Regarding the appeal of the Popular Party in the ruling issued
June 28, 2010. The other six are still pending. During the wait for the verdict and predicted it would clear negative Catalans a dozen newspapers were published on 26 November 2009 a joint editorial called for the dignity of Catalonia as a Court with members reported dead or expired should not dictate a law on referendum by the people of Catalonia, which are spread over four years without resolution. [Change] Resolution Nuvola apps package wordprocessing.png The article needs some improvements in its drafting. (Work!) The second paragraph is unfinished sentences and / or incomprehensible.

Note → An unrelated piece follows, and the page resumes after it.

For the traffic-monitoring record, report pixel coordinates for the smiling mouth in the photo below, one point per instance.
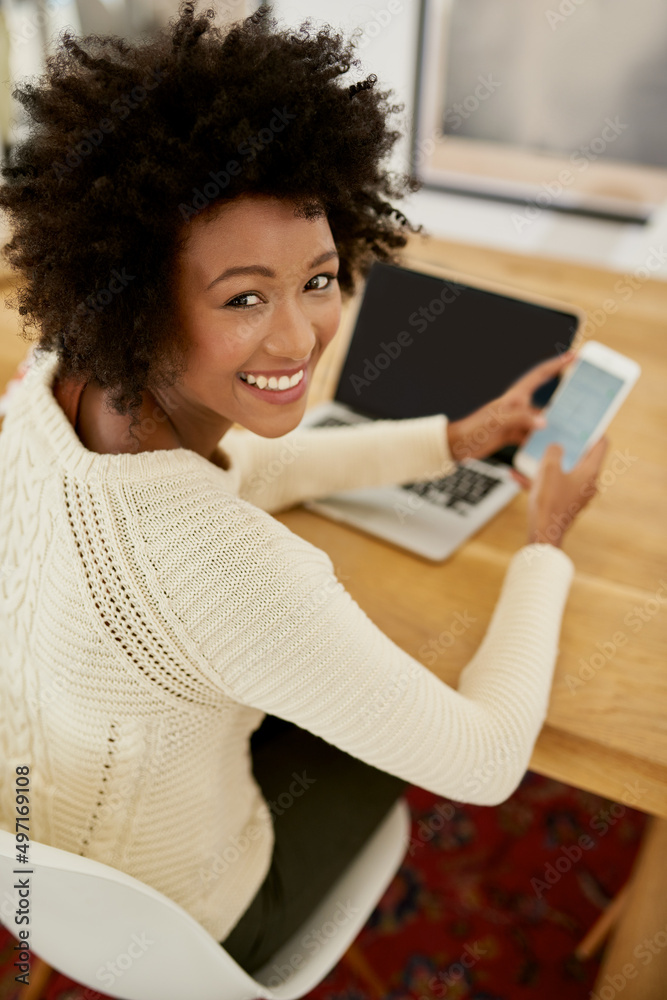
(273, 383)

On 28 June 2010, the Constitutional Court towards the appeal of unconstitutionality submitted by members of the Popular Party was ruling majorities for variables. He made it clear the "legal inefficiency" of the Preamble (which told the term nation to refer to Catalonia) although the resolution remains the first definition of Catalonia as a nation, and 14 items declared unconstitutional. The paper was finally drafted by the President of the SAO, María Emilia Casas, and the vote was conducted in parts: the first respect the Preamble, which is decided by 6 votes to 4 against in this way keep the term "nation", but warned of its lack of legal effect, because no part of the regulatory text, the second block referred to 14 items declared unconstitutional, being a majority of them 8 to 2, the other two blocks, which were the constitutional requirements and to reinterpret, were backed by 6 votes to 4. Four judges belonging to the so-called "conservative industry", said that present a particular vote. [Change] Articles unconstitutional [Change] Articles are subject to interpretation [Change] J-10 Demonstration Main article: Demonstration "We are a nation. We decide" Commons-logo.svg Wikimedia Commons has media related to: 10-J Demonstration On 10 July 2010 there was a demonstration in Barcelona, under the slogan "We are a nation, we decided," against the decision of the Constitutional Court, supported by all political parties in Parliament Catalonia within the PPC and Citizens. The attendance was a million and a half according to the organizers and one million one hundred thousand people according to local police. The header went six presidents and former presidents of the Government and the Parliament: Jose Montilla, Ernest Benach, Pasqual Maragall, Jordi Pujol, Joan Rigol and Heribert Barrera.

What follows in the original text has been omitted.